We propose a benchmark to measure whether a language model is truthful in generating answers to questions. The benchmark comprises 817 questions that span 38 categories, including health, law, finance and politics. We crafted questions that some humans would answer falsely due to a false belief or misconception. To perform well, models must avoid generating false answers learned from imitating human texts. We tested GPT-3, GPT-Neo/J, GPT-2 and a T5-based model. The best model was truthful on 58% of questions, while human performance was 94%. Models generated many false answers that mimic popular misconceptions and have the potential to deceive humans. The largest models were generally the least truthful. This contrasts with other NLP tasks, where performance improves with model size. However, this result is expected if false answers are learned from the training distribution. We suggest that scaling up models alone is less promising for improving truthfulness than fine-tuning using training objectives other than imitation of text from the web.

Even more research from Wei et al, 2022 claims that larger models in fact can produce improvements to truth-telling. This paper is fascinating because it discusses emergent behaviour in models. Specifically about novel behaviours that unexpectedly appear as model scale increases.

TruthfulQA. Figure 2E shows few-shot prompted performance on the TruthfulQA benchmark, which measures the ability to answer questions truthfully (Lin et al., 2021). This benchmark is adversarially curated against GPT-3 models, which do not perform above random, even when scaled to the largest model size. Small Gopher models also do not perform above random until scaled up to the largest model of 5 · 1023 training FLOPs (280B parameters), for which performance jumps to more than 20% above random (Rae et al., 2021).

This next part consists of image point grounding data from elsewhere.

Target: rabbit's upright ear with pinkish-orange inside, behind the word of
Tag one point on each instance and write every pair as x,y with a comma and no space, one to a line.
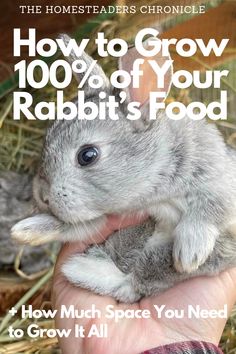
148,79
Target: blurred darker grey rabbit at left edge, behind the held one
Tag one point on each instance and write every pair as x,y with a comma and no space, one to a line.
16,203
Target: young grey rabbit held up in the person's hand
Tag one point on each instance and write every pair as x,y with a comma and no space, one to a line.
180,173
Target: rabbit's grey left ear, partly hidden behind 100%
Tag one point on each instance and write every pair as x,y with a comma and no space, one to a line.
88,63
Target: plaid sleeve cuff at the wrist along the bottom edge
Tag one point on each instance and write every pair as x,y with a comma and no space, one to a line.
186,348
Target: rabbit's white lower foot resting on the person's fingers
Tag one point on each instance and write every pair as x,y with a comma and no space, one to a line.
100,275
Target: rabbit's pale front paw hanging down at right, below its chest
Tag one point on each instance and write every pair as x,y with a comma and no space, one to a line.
192,247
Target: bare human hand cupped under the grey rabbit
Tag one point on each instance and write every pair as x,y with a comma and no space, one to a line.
132,336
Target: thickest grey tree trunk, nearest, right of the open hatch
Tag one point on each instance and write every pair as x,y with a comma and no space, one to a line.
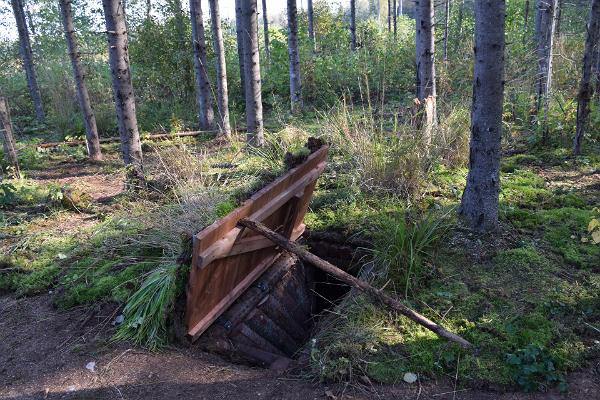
479,203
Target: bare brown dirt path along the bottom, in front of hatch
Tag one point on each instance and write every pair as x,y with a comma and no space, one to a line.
44,353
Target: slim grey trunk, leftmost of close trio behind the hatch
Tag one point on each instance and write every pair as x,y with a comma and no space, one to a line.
203,92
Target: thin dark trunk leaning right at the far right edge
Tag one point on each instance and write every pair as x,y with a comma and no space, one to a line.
585,86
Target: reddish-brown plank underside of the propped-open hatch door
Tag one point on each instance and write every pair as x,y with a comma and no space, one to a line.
227,259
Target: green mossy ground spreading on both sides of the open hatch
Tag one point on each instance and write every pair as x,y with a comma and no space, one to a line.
535,283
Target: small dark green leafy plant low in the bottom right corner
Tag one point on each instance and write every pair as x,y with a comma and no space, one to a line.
535,369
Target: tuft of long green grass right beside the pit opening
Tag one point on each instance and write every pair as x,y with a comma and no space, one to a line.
404,244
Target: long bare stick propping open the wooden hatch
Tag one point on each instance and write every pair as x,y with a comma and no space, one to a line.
359,284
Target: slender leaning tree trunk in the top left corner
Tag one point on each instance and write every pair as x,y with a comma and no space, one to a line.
27,55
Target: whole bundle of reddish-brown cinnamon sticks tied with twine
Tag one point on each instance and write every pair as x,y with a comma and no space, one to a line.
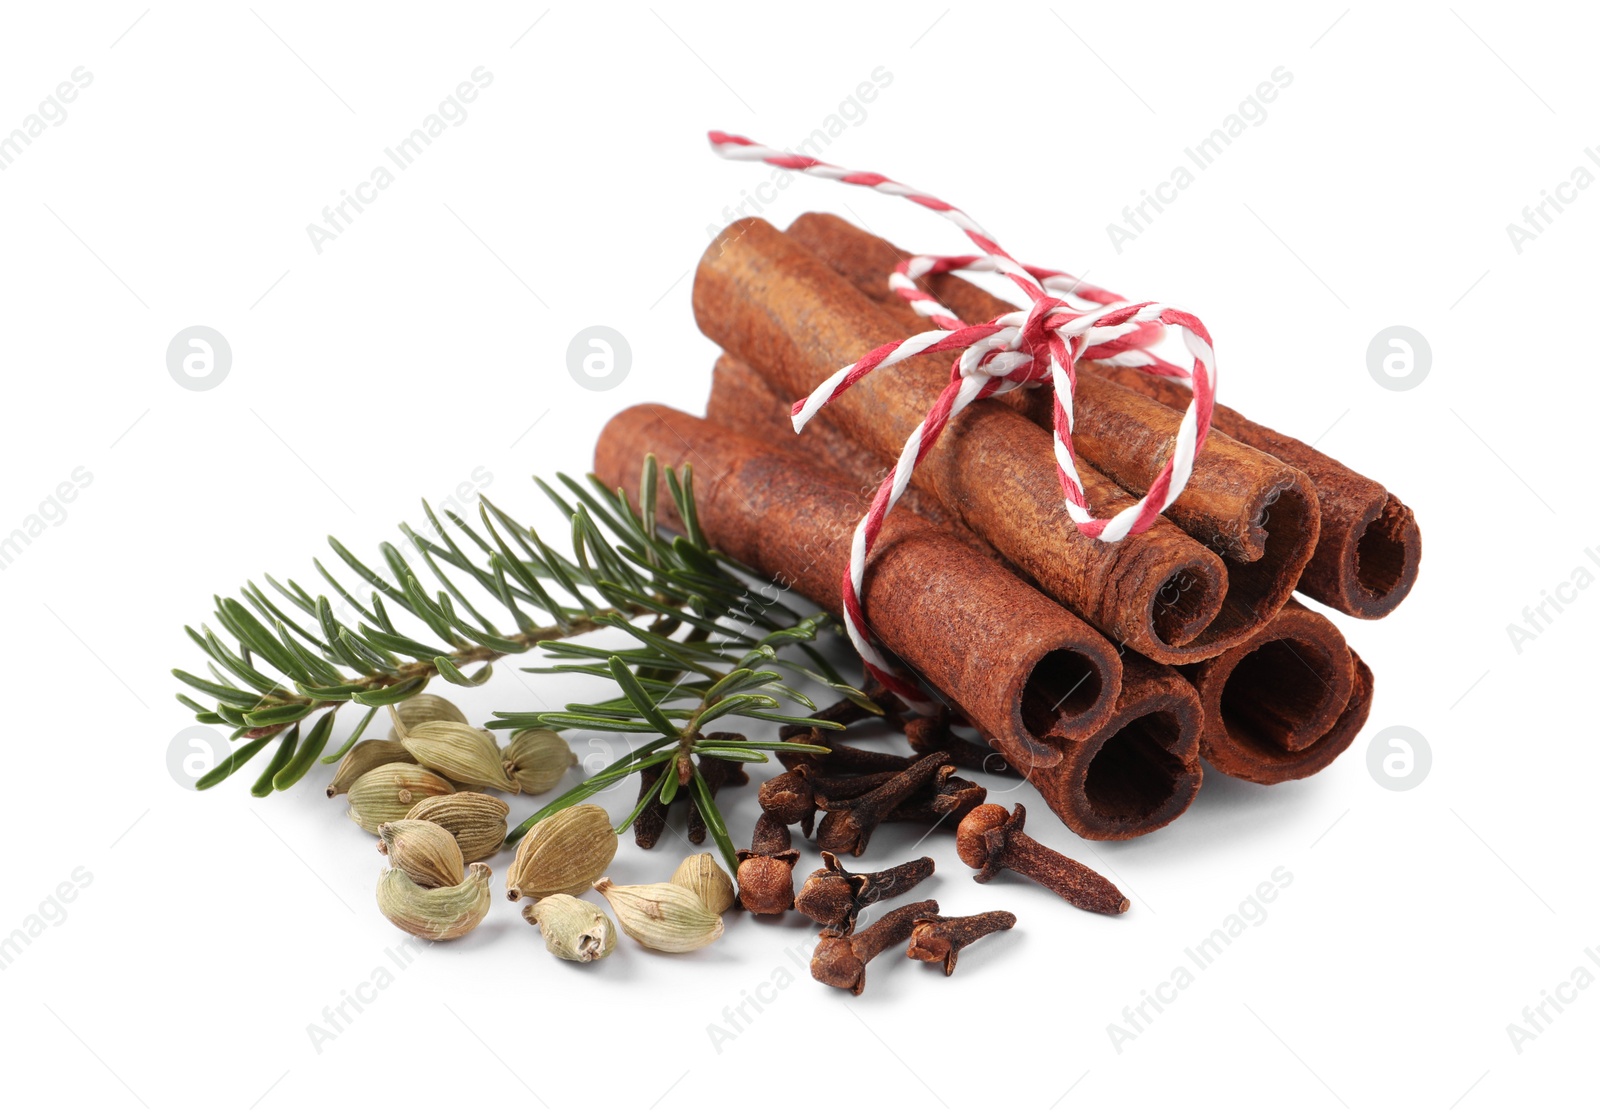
1102,672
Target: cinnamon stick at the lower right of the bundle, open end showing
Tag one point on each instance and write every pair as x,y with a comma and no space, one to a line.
1284,704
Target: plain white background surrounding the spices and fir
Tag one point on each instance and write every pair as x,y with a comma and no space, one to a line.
430,340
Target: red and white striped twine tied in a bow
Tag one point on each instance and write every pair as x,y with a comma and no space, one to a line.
1066,321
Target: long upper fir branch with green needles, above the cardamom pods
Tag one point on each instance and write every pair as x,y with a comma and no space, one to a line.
278,659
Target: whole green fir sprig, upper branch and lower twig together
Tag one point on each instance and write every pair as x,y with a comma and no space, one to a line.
689,609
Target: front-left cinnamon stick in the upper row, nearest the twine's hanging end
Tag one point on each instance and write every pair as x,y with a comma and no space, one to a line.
790,316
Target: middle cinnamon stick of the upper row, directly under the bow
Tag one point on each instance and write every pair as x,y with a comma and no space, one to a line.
1254,510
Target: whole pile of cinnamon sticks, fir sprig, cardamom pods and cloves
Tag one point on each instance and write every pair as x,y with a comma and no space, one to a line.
1098,672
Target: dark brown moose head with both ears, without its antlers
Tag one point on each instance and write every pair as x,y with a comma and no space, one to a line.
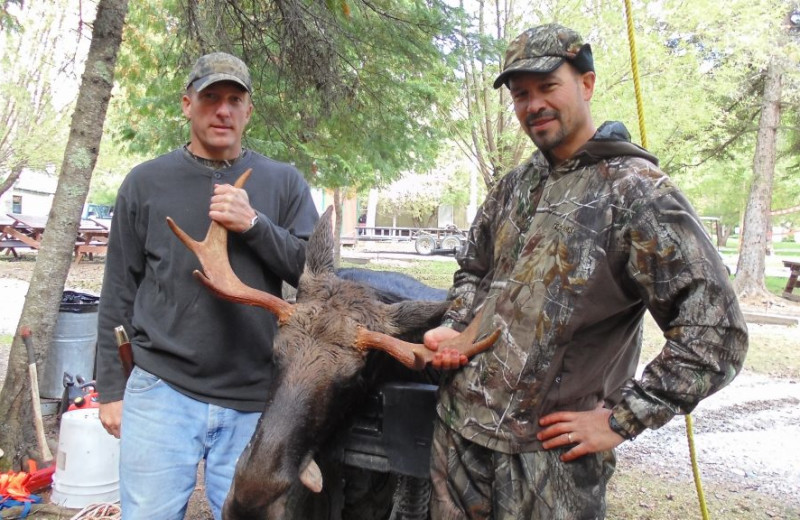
318,379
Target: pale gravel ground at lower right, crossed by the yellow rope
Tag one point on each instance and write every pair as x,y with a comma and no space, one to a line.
745,438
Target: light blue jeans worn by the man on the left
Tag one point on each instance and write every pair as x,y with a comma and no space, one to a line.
165,434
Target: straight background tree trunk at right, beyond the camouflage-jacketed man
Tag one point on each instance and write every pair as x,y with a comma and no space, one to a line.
750,281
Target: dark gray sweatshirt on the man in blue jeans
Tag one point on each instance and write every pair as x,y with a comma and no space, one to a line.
210,349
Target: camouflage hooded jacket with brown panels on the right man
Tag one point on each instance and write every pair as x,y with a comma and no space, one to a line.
564,261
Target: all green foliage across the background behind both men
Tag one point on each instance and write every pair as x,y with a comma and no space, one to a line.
354,93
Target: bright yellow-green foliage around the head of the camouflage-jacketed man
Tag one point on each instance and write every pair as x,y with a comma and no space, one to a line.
700,82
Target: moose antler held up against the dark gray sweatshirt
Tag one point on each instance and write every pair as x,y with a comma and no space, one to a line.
217,273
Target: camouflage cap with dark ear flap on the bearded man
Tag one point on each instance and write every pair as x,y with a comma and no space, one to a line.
543,49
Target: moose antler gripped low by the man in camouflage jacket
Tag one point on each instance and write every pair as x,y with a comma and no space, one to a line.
415,355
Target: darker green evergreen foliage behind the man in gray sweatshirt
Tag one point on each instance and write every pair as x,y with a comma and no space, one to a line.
351,89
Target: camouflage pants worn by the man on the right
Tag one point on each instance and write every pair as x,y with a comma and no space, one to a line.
474,482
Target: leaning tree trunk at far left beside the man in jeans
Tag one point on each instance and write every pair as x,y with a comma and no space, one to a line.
53,260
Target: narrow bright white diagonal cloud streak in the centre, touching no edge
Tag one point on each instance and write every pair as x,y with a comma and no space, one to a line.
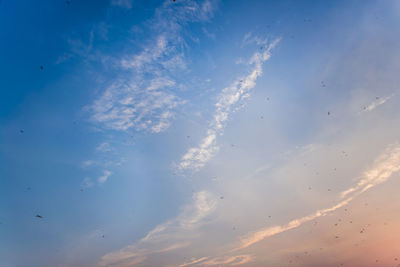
228,101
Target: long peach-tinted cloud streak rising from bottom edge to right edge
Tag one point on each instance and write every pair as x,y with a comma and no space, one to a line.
383,167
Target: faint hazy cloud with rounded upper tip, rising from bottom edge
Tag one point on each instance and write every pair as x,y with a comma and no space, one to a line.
171,235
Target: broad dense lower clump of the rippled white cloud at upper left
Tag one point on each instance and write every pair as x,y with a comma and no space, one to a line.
125,106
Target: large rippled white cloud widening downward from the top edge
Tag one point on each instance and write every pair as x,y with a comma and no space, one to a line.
146,95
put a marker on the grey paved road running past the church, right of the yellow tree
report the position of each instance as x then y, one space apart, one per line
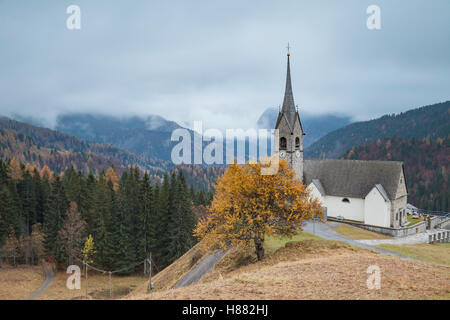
326 231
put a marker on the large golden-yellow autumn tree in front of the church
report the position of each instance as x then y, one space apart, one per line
249 206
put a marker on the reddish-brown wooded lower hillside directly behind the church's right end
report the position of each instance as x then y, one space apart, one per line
426 163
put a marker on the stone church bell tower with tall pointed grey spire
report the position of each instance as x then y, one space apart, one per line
290 128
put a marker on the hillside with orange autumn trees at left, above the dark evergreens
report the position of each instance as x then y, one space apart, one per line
41 146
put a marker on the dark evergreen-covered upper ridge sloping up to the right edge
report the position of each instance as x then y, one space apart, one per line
431 121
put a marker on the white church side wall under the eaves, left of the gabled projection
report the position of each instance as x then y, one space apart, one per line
352 211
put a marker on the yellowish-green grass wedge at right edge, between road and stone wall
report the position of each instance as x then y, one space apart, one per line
435 253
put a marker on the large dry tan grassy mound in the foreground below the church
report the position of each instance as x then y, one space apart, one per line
321 270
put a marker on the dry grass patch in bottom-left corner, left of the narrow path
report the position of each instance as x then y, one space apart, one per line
20 282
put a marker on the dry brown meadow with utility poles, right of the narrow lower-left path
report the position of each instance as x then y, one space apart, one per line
98 287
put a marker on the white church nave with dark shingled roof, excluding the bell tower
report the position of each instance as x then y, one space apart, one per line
371 192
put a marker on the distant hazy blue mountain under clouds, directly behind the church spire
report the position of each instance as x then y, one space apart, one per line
315 126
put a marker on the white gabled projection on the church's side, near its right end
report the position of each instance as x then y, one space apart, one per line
377 210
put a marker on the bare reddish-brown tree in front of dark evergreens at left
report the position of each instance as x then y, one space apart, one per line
70 237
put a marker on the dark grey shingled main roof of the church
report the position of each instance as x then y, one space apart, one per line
353 178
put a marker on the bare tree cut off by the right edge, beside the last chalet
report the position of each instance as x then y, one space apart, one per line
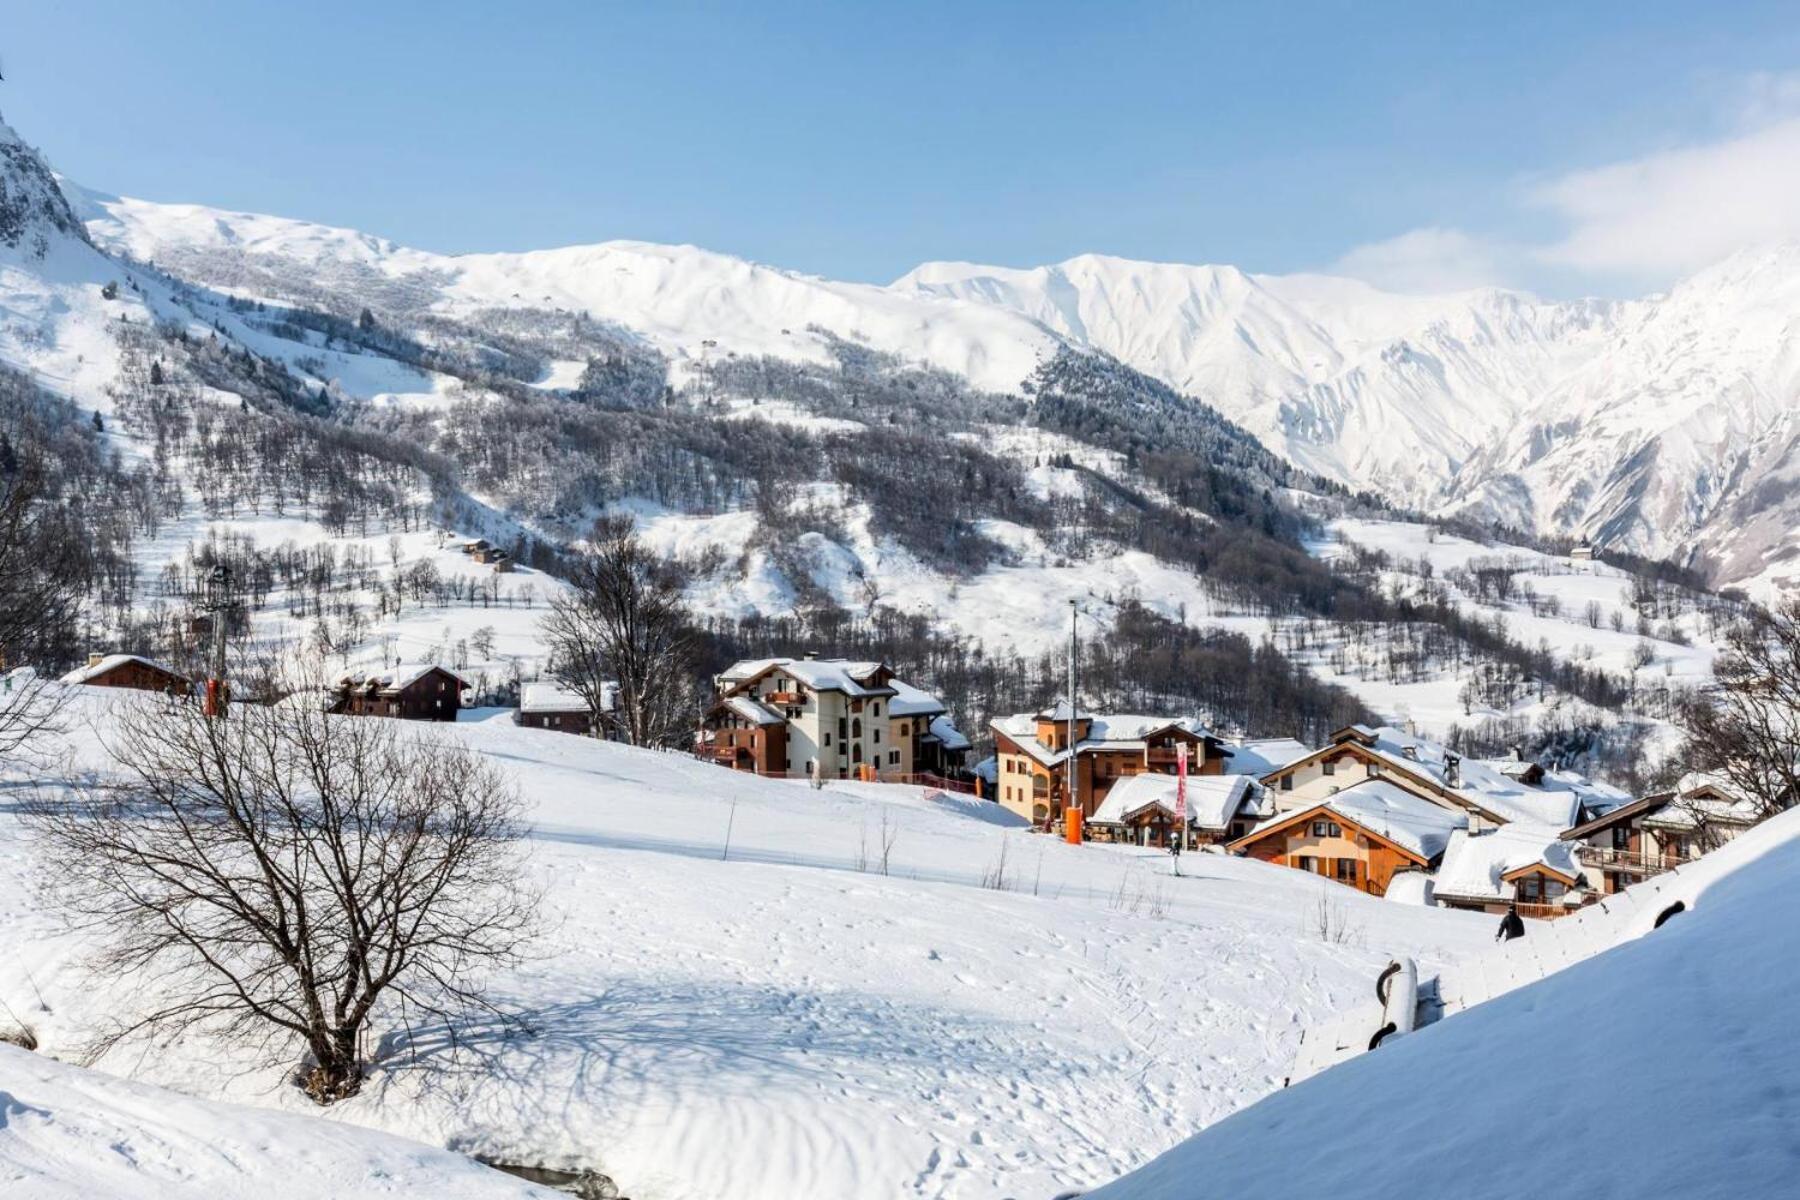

This is quite surprising result, and even lends (a little!) support to the idea that consciousness is an emergent property of the sheer complexity of our brains. The paper discusses further areas in which increasing scale has suddenly produced step changes in task performance:

Performing basic arithmetic.
Recovering words from scrambled characters.
Persian question-answering.
Mapping conceptual domains; “In this work we investigate the extent to which the rich conceptual structure that LMs learn indeed reflects the conceptual structure of the non-linguistic world—which is something that LMs have never observed.”
Understanding words from their context.
Multi-task language understanding. Hendryks et al, 2020 stated, “Models also have lopsided performance and frequently do not know when they are wrong”. But the emergent behaviour paper states that recent improvements are striking, “scaling up to 3–5*10^23 training FLOPs (70B–280B parameters) enables performance to substantially surpass random”, which noting there is still a ways to go.

Overall, machine learning models appear to be advancing at an accelerating rate. Madrona investments have a great primer on the startups emerging in this area, and a decent taxonomy to place them within.

It’s hard to predict how this will change how we use computing in the next five years, aside from “a lot”.